Jobodwana Pohl Gala19 BruesselfotoRegensburg, 11. Juli 2019 (SZ/Wotruba) - Regensburg Es ist nicht leicht, in der Leichtathletik mit Namen zu jonglieren. Manchmal steht da jemand gänzlich unscheinbar in der Startliste mit einer Bestleistung, von der niemand weiß, aus welcher Zeit sie rührt. Manchmal sind die Namen auch durchaus mit nennenswerten Erfolgen verknüpft, die aber selbst für Experten längerer Recherche bedürfen.
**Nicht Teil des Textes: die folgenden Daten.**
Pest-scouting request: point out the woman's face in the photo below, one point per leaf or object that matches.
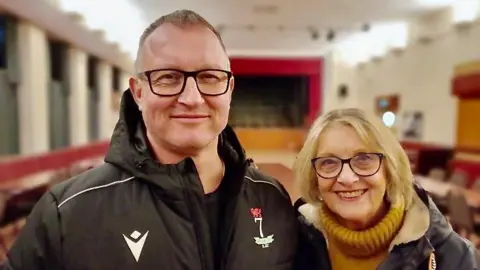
(354, 191)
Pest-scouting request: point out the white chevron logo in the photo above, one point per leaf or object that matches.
(136, 243)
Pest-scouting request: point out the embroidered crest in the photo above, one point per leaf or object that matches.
(263, 241)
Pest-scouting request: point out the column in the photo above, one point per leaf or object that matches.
(78, 86)
(33, 89)
(104, 71)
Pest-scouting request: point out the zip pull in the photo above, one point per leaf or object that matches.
(250, 162)
(432, 263)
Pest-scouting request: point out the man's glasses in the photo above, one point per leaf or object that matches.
(171, 82)
(363, 164)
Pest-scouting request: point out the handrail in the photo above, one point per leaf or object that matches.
(19, 167)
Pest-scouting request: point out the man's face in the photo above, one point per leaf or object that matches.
(190, 121)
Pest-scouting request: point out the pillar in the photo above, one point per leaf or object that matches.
(105, 74)
(78, 86)
(33, 89)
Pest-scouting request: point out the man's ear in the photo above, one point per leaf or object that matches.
(232, 83)
(136, 89)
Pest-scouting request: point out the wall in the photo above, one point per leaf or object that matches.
(421, 74)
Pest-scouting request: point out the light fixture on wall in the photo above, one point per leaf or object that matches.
(313, 32)
(330, 35)
(464, 13)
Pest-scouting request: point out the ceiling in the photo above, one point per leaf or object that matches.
(259, 25)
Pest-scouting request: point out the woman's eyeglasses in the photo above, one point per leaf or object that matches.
(362, 164)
Anaso Jobodwana ist so ein Mann: Dass der Sprinter aus Südafrika schnell sein könnte, zeigte die persönliche Bestzeit von 10,10 Sekunden über 100 Meter. Dass er auch international schon eine Rolle gespielt hat, zeigt der Blick zurück: Doppel-Gold über 100 und 200 Meter bei der Universiade 2013 im russischen Kazan, WM-Bronze über 200 Meter in Peking 2015, Silber in der 4 x 100 Meter-Staffel bei den Commonwealth-Games 2018 lassen sich sehen. Anaso Jobodwana bestätigte bei der Sparkassen-Gala im Regensburger Universitätsstadion, was er kann, und lieferte zum Start und zum Abschluss Höhepunkte – nachdem mit Laura Müller die schnellste deutsche Frau des Jahres kurzfristig verletzt absagen musste. Erst gewann er die 100 Meter nach Zielfoto-Entscheid in 10,17 Sekunden, im letzten der 14 Lauf-Wettbewerbe und vier technischen Wettbewerbe der Gala 2019 die 200 Meter in 20,38 Sekunden war’s deutlich klarer. Hier geht's weiter zum Artikel von Claus-Dieter Wotruba in der MZ ...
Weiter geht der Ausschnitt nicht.